Mina vagante

Compie 70 anni il mito della canzone italiana che ci ha regalato la costante presenza della sua assenza

di Maurizio Iorio

Se c’è una cosa per la quale dobbiamo essere grati a Mina, che il 25 marzo compie 70 anni, oltre al suo immenso talento, è la costante presenza della sua assenza. Un ossimoro, che però serve a spiegare come la classe di un personaggio pubblico la si possa misurare anche nella sua capacità di sottrazione. Del suo corpo, beninteso, non della sua arte. Dal buen ritiro di Lugano la Tigre di Cremona, che si è autoesiliata al di là del confine dal 23 agosto del 1978, data del suo ultimo concerto alla Bussola di Viareggio, non ha mai mancato di far sentire la sua voce. I suoi dischi escono con regolarità, le sue rubriche su un quotidiano ed un settimanale, nelle quali dispensa consigli di vita, considerazioni varie e perfino posta del cuore, ce ne rammentano sempre l’esistenza. Sottrarsi alla routine dell’industria musicale, i concerti, le registrazioni, promozioni, interviste, viaggi, evitare il tritacarne mediatico e i confezionatori del gossip (nel 61’ fu defenestrata dalla Rai perché incinta da “signorina”, scandalo!!), è stato un atto di grande coraggio e forse di grande debolezza. Che però le ha consentito di salvaguardare la sua vita privata (solo Battisti è riuscito a fare altrettanto) e di preservare intatte la sua vivacità culturale e la sua capacità di restare al passo con i tempi, senza trasformarsi nella caricatura di se stessa, come è successo a molti dinosauri della musica.
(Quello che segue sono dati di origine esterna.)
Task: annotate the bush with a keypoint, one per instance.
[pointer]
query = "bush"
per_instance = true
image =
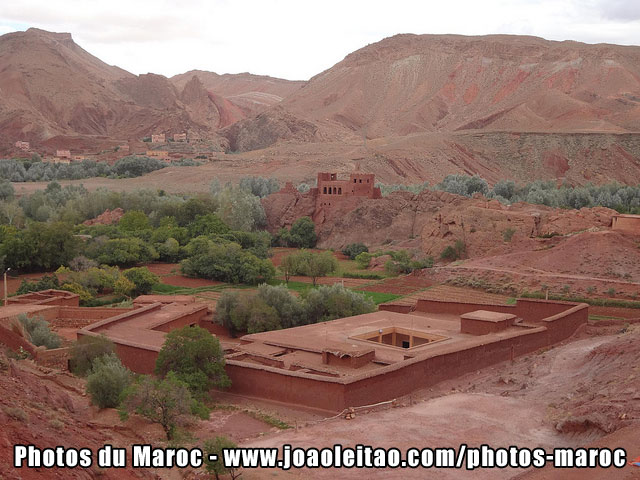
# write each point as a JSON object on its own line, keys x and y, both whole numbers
{"x": 354, "y": 249}
{"x": 107, "y": 381}
{"x": 38, "y": 331}
{"x": 142, "y": 279}
{"x": 216, "y": 446}
{"x": 507, "y": 235}
{"x": 167, "y": 402}
{"x": 273, "y": 308}
{"x": 335, "y": 301}
{"x": 363, "y": 259}
{"x": 195, "y": 357}
{"x": 315, "y": 265}
{"x": 86, "y": 350}
{"x": 226, "y": 262}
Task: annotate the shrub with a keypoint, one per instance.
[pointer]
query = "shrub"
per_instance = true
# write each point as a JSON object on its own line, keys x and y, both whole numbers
{"x": 315, "y": 265}
{"x": 354, "y": 249}
{"x": 226, "y": 262}
{"x": 335, "y": 301}
{"x": 301, "y": 235}
{"x": 195, "y": 357}
{"x": 166, "y": 401}
{"x": 38, "y": 331}
{"x": 142, "y": 278}
{"x": 107, "y": 381}
{"x": 507, "y": 235}
{"x": 363, "y": 259}
{"x": 215, "y": 446}
{"x": 86, "y": 350}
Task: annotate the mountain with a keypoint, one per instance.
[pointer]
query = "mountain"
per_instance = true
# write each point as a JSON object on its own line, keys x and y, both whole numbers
{"x": 420, "y": 107}
{"x": 409, "y": 108}
{"x": 410, "y": 84}
{"x": 55, "y": 94}
{"x": 251, "y": 94}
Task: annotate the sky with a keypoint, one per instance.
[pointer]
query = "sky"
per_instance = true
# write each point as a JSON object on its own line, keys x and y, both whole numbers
{"x": 297, "y": 39}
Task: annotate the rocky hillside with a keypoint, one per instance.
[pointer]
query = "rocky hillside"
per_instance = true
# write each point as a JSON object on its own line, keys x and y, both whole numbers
{"x": 54, "y": 94}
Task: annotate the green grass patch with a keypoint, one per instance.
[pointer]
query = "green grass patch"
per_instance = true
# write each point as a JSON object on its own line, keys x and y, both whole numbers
{"x": 364, "y": 276}
{"x": 596, "y": 318}
{"x": 596, "y": 302}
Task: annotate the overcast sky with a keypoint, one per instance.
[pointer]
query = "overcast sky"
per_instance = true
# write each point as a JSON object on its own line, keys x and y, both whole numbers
{"x": 297, "y": 39}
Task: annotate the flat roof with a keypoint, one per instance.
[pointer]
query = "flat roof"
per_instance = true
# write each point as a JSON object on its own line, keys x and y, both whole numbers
{"x": 487, "y": 316}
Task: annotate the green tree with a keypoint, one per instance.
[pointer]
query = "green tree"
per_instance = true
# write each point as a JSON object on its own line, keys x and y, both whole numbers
{"x": 354, "y": 249}
{"x": 195, "y": 356}
{"x": 166, "y": 401}
{"x": 209, "y": 224}
{"x": 227, "y": 262}
{"x": 86, "y": 350}
{"x": 107, "y": 381}
{"x": 331, "y": 302}
{"x": 363, "y": 259}
{"x": 38, "y": 332}
{"x": 289, "y": 266}
{"x": 142, "y": 278}
{"x": 134, "y": 221}
{"x": 215, "y": 446}
{"x": 316, "y": 265}
{"x": 124, "y": 251}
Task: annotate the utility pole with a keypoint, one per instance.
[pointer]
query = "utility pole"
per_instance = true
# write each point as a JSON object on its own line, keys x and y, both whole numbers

Mina ha lavorato con Totò, Walter Chiari, Luttazzi, Alberto Sordi; Liza Minnelli l’ha definita “la più grande”, e Louis Armstrong, dopo averla sentita cantare a Sanremo, disse che era la più grande cantante bianca in circolazione, e che se avesse attraversato l’Atlantico avrebbe dato del filo da torcere ad Aretha Franklyn. C’è n’è abbastanza per farsi lievitare dentro un ego ipertrofico. Eppure, umile come solo i grandi sanno essere, la Mina di oggi ha inciso un pezzo degli Afterhours e uno di Boosta, tastierista dei Subsonica. E non manca mai, seppur a distanza, di sostenere nuovi talenti, più attenta a fiutare il vento dell’arte dei tanti Soloni delle case discografiche, i teorici dell’usa e getta. “Marco Mengoni, più potente della canzone che ha scelto, talento autentico, controllo invidiabile, gran figo con un gran futuro” (la Stampa, 21.2.2010). E’ lei la nostra Greta Garbo, meno altezzosa e più massaia. Talmente chioccia, che ormai l’appellativo di “Tigre” suona assolutamente inadeguato. Forse è per questo che la sua assenza è diventata mito. Mina ha annullato la sua immagine, non fa tendenza e non crea aspettative. Ma non ha mortificato la sua carne. E soprattutto la sua ugola. La sua voce è ancora sublime , superiore, inarrivabile. Ha cantato di tutto, dalle canzoni napoletane all’opera, attraversando i generi con la maestria di un nocchiero navigato nel mare in tempesta. In fondo, è quello che ci interessa. La sua vita privata, le sue rughe, la sua circonferenza, interessano solo ai (tanti) lettori da parrucchiere. Se le persone potessero diventare patrimonio dell’Unesco, Mina ne avrebbe tutti i requisiti.